Still, it remains possible that Europeans may decide to take what they can get from the Bush administration at the July conference on climate change in Bonn, perhaps agreeing to the demands made by the United States in The Hague in November. Some European countries, notably the Netherlands, have begun taking a market-based approach to global warming, installing wind-power capacities in Poland and the Czech Republic to earn "pollution credits."

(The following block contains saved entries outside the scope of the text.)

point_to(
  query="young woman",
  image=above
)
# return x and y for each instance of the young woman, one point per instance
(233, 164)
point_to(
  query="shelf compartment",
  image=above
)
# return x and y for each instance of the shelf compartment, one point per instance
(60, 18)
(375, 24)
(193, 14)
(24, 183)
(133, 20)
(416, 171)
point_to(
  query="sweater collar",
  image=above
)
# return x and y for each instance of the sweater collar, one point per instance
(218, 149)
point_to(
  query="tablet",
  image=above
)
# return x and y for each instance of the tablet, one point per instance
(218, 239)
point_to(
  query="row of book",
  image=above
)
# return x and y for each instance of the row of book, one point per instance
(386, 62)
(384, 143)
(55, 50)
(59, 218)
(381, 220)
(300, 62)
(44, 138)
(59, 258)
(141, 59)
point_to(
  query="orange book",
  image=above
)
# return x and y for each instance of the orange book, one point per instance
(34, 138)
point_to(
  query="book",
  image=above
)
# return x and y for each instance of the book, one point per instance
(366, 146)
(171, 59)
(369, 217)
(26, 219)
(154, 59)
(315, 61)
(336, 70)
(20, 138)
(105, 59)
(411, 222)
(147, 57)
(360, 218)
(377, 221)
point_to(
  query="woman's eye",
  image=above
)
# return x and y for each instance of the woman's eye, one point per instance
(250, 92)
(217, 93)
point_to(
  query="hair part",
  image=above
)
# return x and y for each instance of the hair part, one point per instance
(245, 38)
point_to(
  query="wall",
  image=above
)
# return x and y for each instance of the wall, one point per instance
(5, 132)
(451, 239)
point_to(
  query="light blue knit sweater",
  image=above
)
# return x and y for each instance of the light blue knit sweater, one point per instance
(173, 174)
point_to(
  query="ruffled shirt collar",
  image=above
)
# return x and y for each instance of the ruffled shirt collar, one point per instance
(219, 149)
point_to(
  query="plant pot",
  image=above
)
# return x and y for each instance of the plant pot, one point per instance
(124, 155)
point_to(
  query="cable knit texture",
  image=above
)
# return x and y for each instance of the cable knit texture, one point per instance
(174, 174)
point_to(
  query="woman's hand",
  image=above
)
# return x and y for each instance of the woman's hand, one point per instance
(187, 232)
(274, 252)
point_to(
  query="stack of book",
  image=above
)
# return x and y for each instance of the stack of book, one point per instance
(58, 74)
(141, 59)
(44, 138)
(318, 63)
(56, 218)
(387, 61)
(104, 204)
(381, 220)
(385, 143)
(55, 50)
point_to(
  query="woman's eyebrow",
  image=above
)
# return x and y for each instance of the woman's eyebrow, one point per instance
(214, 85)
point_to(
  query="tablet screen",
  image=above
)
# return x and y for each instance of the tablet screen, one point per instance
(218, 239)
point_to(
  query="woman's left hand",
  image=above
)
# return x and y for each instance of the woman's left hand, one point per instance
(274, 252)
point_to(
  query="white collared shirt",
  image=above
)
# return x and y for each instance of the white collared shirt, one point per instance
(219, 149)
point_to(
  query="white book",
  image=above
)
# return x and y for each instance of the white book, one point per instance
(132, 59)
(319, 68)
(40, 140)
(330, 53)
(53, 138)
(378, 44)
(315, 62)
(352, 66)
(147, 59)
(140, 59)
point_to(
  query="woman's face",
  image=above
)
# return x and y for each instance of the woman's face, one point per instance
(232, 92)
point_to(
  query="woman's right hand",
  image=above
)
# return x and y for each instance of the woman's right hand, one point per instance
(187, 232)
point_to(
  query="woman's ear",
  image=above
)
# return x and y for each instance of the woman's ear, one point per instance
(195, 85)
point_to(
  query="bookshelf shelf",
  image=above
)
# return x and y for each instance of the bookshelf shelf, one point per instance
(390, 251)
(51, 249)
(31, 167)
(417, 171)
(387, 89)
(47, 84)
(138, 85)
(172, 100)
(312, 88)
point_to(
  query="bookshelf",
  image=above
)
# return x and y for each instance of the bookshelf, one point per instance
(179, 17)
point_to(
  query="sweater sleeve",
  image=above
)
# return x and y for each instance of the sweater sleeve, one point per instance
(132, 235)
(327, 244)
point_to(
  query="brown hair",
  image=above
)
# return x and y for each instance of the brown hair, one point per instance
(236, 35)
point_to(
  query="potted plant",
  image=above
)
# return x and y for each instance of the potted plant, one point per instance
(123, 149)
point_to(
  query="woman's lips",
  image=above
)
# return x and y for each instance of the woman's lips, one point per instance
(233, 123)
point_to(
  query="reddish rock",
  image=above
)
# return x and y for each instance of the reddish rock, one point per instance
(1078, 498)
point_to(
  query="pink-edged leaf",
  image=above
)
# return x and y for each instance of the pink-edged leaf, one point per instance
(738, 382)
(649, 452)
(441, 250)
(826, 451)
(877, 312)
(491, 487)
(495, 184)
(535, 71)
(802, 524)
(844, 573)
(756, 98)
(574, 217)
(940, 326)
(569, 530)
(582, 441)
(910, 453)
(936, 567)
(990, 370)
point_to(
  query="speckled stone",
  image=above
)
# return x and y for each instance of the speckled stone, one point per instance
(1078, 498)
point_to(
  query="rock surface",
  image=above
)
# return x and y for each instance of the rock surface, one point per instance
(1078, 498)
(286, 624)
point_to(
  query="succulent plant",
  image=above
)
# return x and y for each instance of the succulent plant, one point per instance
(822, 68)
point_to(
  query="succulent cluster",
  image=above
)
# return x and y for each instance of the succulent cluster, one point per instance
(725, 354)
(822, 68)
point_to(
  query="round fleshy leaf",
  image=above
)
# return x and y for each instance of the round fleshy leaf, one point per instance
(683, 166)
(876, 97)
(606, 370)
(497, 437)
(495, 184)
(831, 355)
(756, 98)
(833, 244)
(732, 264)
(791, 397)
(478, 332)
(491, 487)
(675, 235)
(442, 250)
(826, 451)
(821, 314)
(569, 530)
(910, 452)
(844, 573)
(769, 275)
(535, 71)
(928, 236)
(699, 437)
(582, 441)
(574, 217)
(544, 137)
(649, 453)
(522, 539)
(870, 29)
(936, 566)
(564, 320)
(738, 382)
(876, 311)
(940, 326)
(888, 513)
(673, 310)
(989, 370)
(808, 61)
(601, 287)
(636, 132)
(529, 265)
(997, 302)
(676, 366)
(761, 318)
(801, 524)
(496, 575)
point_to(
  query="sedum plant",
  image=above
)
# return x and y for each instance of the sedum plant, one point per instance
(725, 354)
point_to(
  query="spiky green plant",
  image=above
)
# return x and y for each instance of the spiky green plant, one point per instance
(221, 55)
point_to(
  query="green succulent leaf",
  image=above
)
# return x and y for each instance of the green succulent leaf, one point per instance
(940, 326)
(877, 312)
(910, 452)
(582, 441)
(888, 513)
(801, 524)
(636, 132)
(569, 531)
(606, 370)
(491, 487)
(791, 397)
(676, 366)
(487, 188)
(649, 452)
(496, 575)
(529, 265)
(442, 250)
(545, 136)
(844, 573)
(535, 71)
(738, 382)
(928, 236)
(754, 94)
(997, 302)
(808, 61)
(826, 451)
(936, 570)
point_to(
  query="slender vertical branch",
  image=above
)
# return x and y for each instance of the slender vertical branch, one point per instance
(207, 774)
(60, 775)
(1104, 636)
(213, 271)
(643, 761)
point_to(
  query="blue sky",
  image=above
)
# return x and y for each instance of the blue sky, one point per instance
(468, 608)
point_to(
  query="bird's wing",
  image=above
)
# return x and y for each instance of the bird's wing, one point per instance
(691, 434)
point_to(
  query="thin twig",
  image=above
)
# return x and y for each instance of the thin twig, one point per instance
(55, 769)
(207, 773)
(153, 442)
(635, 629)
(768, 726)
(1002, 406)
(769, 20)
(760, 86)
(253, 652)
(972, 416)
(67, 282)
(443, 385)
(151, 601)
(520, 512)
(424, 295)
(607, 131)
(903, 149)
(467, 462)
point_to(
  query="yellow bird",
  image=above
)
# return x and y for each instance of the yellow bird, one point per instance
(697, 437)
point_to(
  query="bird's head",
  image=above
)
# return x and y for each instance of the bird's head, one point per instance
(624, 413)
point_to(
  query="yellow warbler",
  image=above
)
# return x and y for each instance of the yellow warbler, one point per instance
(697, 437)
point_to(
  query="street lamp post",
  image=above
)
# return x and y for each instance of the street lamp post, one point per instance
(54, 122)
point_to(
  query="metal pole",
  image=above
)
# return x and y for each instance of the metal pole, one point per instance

The headlines at the recent Gothenburg summit suggested the EU and the U.S. got no farther than to "agree to disagree." At the same time, however, the Bush administration has been signaling its intention to treat global warming as a real problem. So perhaps common ground might be found after all. In the past, Europeans have learned to work with American presidents whose early acts in office unsettled previous patterns, just as U.S. administrations have learned to adapt to shifts in EU policy. It seems unlikely that Transatlantic relations in the Bush years will be any different.

But for the time being, Mr. Bush's decision offers Europeans just too good an opportunity to score points against the United States. The fun will last a while.


This article was published in European Affairs: Volume number II, Issue number III in the Summer of 2001.